Dengan tidak adanya bukti yang sesuai dari para pengadu, menurut keadilan, seorang dokter tentara Mesir yang dituduh melakukan “tes keperawanan” secara paksa pada pengunjuk rasa baru saja dibebaskan oleh pengadilan militer negara tersebut.
Diterbitkan di: Diubah:
AFP – Pengadilan militer Mesir pada hari Minggu membebaskan seorang dokter militer yang dituduh melakukan “tes keperawanan” paksa pada pengunjuk rasa wanita tahun lalu, sebuah kasus yang memicu kemarahan dan membantu menodai citra militer yang berkuasa di Mesir.
Ahmed Adel dituntut karena “ketidaksenonohan dan ketidakpatuhan terhadap perintah” menyusul keluhan seorang pengunjuk rasa, Samira Ibrahim. Namun pengadilan menilai kesaksian itu “bertentangan” dan menyatakan pembebasannya.
Keputusan tersebut didasarkan pada “apa yang dibuktikan dalam dokumen dan diambil dalam jiwa dan hati nurani saya”, kata hakim yang dikutip oleh agen resmi Mena, memastikan bahwa dia “tidak berada di bawah tekanan”.
Samira Ibrahim, berasal dari Sohag (Mesir Hulu) dan manajer pemasaran di sebuah perusahaan swasta, ditangkap pada 9 Maret 2011 saat demonstrasi pro-demokrasi di Kairo.

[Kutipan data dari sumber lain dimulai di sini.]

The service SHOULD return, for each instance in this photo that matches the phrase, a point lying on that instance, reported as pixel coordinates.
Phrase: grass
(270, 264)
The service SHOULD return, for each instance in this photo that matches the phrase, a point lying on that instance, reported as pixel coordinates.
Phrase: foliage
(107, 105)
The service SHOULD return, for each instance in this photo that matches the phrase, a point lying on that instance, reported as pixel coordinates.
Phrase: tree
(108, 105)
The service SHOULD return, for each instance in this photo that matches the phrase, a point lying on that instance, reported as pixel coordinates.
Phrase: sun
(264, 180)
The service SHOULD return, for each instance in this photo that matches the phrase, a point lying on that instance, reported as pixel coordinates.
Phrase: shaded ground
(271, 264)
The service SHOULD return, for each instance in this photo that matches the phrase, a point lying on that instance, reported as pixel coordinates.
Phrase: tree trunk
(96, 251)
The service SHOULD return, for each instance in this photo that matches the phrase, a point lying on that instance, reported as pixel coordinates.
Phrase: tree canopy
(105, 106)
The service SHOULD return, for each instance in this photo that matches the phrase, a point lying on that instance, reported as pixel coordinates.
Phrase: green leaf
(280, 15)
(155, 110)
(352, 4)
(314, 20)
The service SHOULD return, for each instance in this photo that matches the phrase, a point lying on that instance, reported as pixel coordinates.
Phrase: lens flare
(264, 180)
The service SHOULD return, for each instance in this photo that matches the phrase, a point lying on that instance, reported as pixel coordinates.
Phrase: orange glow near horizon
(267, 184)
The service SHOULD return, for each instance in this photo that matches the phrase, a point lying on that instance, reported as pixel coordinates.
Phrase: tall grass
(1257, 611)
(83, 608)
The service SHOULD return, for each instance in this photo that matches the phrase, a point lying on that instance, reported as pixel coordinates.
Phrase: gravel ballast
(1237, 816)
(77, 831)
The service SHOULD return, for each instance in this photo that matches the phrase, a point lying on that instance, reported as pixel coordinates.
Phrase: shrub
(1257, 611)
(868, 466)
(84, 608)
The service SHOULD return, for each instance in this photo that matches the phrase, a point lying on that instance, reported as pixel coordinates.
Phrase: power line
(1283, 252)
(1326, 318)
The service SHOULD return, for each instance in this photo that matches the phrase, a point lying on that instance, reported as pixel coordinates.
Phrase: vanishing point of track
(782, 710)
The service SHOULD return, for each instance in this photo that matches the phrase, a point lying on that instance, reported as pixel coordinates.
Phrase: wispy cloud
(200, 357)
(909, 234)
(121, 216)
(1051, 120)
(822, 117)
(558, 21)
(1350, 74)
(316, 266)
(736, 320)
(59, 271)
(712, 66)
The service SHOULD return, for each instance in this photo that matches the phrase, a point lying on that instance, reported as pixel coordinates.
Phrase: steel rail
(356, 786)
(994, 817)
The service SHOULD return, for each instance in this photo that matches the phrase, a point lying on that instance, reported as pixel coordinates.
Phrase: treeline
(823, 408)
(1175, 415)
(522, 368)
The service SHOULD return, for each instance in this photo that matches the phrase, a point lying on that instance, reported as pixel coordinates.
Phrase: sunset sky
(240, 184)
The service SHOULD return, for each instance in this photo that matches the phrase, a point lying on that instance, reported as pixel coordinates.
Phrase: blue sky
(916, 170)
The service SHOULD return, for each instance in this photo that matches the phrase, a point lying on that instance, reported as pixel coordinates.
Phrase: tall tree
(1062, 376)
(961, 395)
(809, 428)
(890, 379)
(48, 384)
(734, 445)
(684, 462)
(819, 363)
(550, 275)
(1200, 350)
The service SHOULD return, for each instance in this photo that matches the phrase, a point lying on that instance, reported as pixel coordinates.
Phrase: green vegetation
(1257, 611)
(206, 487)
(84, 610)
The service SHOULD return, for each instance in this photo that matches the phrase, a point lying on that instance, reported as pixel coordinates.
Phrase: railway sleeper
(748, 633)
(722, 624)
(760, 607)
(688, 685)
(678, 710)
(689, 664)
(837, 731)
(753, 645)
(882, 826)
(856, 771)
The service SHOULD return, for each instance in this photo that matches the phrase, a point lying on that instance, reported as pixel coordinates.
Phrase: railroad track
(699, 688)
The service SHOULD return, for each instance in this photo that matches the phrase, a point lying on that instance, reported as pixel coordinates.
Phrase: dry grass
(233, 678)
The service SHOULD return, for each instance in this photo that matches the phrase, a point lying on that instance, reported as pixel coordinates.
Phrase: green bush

Dalam video yang diposting di situs YouTube, dia mengatakan dia dan wanita lain disetrum dan dipukuli semalaman oleh tentara, sebelum dipindahkan ke penjara militer.

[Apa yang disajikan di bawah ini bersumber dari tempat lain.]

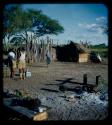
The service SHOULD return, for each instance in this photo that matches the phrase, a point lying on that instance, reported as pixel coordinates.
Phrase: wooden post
(85, 79)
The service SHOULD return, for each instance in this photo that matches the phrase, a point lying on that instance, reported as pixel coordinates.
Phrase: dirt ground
(45, 80)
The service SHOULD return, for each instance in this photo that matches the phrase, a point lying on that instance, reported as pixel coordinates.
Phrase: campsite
(48, 76)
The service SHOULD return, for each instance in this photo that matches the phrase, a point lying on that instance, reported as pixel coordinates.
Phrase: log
(30, 114)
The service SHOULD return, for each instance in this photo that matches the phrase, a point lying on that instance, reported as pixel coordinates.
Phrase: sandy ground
(44, 84)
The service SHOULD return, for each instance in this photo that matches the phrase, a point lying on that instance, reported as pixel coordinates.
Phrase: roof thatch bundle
(70, 52)
(80, 48)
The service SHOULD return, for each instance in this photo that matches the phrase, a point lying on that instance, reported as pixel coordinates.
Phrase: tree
(18, 22)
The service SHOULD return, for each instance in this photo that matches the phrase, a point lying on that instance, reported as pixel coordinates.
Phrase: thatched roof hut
(73, 52)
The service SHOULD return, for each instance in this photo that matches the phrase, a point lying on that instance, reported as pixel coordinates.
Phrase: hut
(72, 52)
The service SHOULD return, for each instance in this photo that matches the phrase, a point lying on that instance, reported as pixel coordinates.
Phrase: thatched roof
(80, 48)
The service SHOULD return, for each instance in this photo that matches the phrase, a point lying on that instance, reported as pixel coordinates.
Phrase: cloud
(94, 27)
(102, 18)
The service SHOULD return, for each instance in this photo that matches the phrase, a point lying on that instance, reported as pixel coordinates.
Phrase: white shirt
(11, 54)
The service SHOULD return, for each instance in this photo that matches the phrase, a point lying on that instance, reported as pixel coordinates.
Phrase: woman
(48, 59)
(12, 62)
(21, 62)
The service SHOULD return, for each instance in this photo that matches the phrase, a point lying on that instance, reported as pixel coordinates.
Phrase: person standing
(12, 62)
(48, 59)
(21, 57)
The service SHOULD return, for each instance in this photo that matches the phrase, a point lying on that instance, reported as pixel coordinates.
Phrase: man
(12, 62)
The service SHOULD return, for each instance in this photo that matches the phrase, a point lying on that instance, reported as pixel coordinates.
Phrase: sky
(80, 21)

“Seorang petugas mengatakan kami akan melihat apakah kami pelacur atau tidak”, katanya sebelum tes keperawanan ini dilakukan di bawah pengawasan medis.
“Fakta bahwa kasus itu diadili oleh pengadilan militer adalah bencana” dan pembebasan yang diucapkan “adalah lelucon”, Ms. Ibrahim mengatakan kepada AFP setelah vonis.
“Putusan ini menunjukkan betapa keadilan militer bersifat politis dan kurang independen,” kata Heba Morayef, perwakilan Human Rights Watch (HRW) di Mesir, kepada AFP.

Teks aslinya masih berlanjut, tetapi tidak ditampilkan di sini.